DPO for Diffusion HMR¶
- Adapting Diffusion-DPO from Wallace et al. (2024).
- Preference pairs: High-score predictions (winner) vs. low-score predictions (loser).
- Enhanced robustness to noisy labels compared to pointwise losses.
Byproduct: Data Cleaning¶
The HMR-Scorer can also be utilized to filter out low-quality pseudo-labeled training samples, retaining only high-scoring ones. Experiments demonstrate that performance improves even with a reduced dataset.
Key Experimental Results¶
Comparison with SOTA Probabilistic HMR¶
| Method | MPJPE | PA-MPJPE | PVE |
|---|---|---|---|
| ProHMR | 59.8 | 41.2 | 72.4 |
| ScoreHypo | 52.3 | 36.1 | 63.8 |
| ADHMR | 48.7 | 33.5 | 59.2 |
Data Cleaning Performance of HMR-Scorer¶
| Training Data | Original Performance | Cleaned Performance | Change in Data Volume |
|---|---|---|---|
| 100% Original Data | Baseline | - | - |
| HMR-Scorer Top-80% | Outperforms Baseline | +2.3 MPJPE | -20% |
| HMR-Scorer Top-60% | Outperforms Baseline | +1.8 MPJPE | -40% |
Key Findings¶
- DPO improves in-the-wild performance more effectively than traditional 3D losses.
- The multi-scale features of the HMR-Scorer are highly sensitive to subtle misalignments.
- Data cleaning enables the model to achieve superior performance using less data.
- Fine-tuning on in-the-wild images is achievable without requiring 3D annotations.
Highlights & Insights¶
- Successfully transfers the LLM alignment concept of DPO to the CV task of HMR.
- The HMR-Scorer serves as an effective byproduct that can replace manual data inspection.
- Robustness to pseudo-annotation noise is a key advantage of DPO in computer vision.
- Enables highly practical, in-the-wild fine-tuning without requiring any 3D annotations.
Limitations & Future Work¶
- The performance upper bound of the HMR-Scorer is constrained by the training data distribution.
- DPO requires generating multiple candidates to construct preference pairs, increasing computational overhead.
- The method is only validated in single-person scenarios, and multi-person HMR remains to be explored.
- Capability under extreme occlusion or rare poses has not been explicitly evaluated.
Related Work & Insights¶
- Difference from ScoreHypo: ScoreHypo uses an auxiliary network to select candidates at test time, whereas ADHMR directly improves generation quality.
- Relationship with Diffusion-DPO: Adapts its mathematical formulation but customizes it for structured output (mesh instead of image).
- Insights: The DPO paradigm can be generalized to other structured prediction tasks such as depth estimation and pose estimation.
Rating¶
- Novelty: 4.5/5 — Applying DPO to HMR and introducing the HMR-Scorer byproduct
- Experimental Thoroughness: 4.5/5 — Comprehensive comparisons and data cleaning experiments
- Writing Quality: 4.0/5
- Value: 4.5/5 — Significantly advances probabilistic 3D computer vision
Supplementary Technical Analysis¶
Multi-Scale Feature Design of HMR-Scorer¶
Global features capture overall pose plausibility, while local features capture fine-grained alignment by sampling via projected keypoints.
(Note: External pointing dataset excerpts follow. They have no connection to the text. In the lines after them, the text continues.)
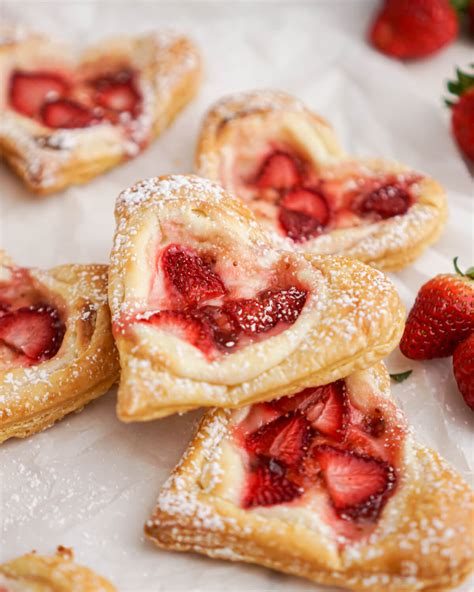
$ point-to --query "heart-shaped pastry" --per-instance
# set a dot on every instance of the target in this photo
(57, 573)
(207, 311)
(57, 352)
(286, 164)
(64, 120)
(328, 484)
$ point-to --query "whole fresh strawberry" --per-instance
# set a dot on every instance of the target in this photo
(408, 29)
(442, 316)
(463, 366)
(462, 112)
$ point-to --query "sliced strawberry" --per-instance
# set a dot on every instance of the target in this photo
(29, 91)
(303, 214)
(188, 277)
(36, 332)
(118, 92)
(269, 308)
(185, 326)
(327, 414)
(385, 202)
(279, 171)
(463, 366)
(300, 401)
(267, 485)
(374, 424)
(67, 114)
(357, 484)
(285, 439)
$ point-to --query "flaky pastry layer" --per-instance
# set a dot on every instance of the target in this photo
(86, 365)
(422, 540)
(389, 244)
(48, 160)
(58, 573)
(353, 317)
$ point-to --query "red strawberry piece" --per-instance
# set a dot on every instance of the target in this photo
(67, 114)
(463, 365)
(279, 171)
(300, 401)
(258, 315)
(186, 326)
(442, 316)
(29, 91)
(188, 277)
(118, 92)
(327, 414)
(462, 112)
(36, 332)
(385, 202)
(357, 484)
(285, 439)
(374, 424)
(267, 485)
(303, 214)
(408, 29)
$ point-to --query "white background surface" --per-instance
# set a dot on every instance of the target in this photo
(91, 482)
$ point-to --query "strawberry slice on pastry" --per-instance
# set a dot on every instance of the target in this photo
(56, 347)
(286, 164)
(207, 311)
(265, 484)
(65, 119)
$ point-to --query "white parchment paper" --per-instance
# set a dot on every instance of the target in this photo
(91, 482)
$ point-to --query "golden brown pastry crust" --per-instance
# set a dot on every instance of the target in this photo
(48, 160)
(390, 244)
(423, 540)
(353, 320)
(86, 365)
(58, 573)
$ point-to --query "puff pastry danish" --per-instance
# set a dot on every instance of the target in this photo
(56, 347)
(65, 120)
(288, 166)
(328, 484)
(207, 311)
(37, 573)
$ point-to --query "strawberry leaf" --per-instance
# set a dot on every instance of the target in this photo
(401, 376)
(463, 82)
(468, 273)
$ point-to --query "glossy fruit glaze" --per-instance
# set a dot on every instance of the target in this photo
(200, 309)
(62, 100)
(318, 449)
(309, 206)
(31, 330)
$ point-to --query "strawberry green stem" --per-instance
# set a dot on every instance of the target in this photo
(468, 273)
Both are concatenated and fed into the scoring MLP.
Advantages of DPO over Traditional Losses¶
Traditional joint-wise losses are prone to overfitting to noisy labels, whereas DPO focuses on relative quality (ensuring the winner outperforms the loser), making it more robust against imperfect pseudo-annotations.
Unexpected Findings in Data Cleaning¶
After filtering out the bottom 20% lowest-quality pseudo-labeled data using the HMR-Scorer, the model's performance improved by +2.3 MPJPE despite training on only 80% of the data. This indicates that data quality is more critical than quantity.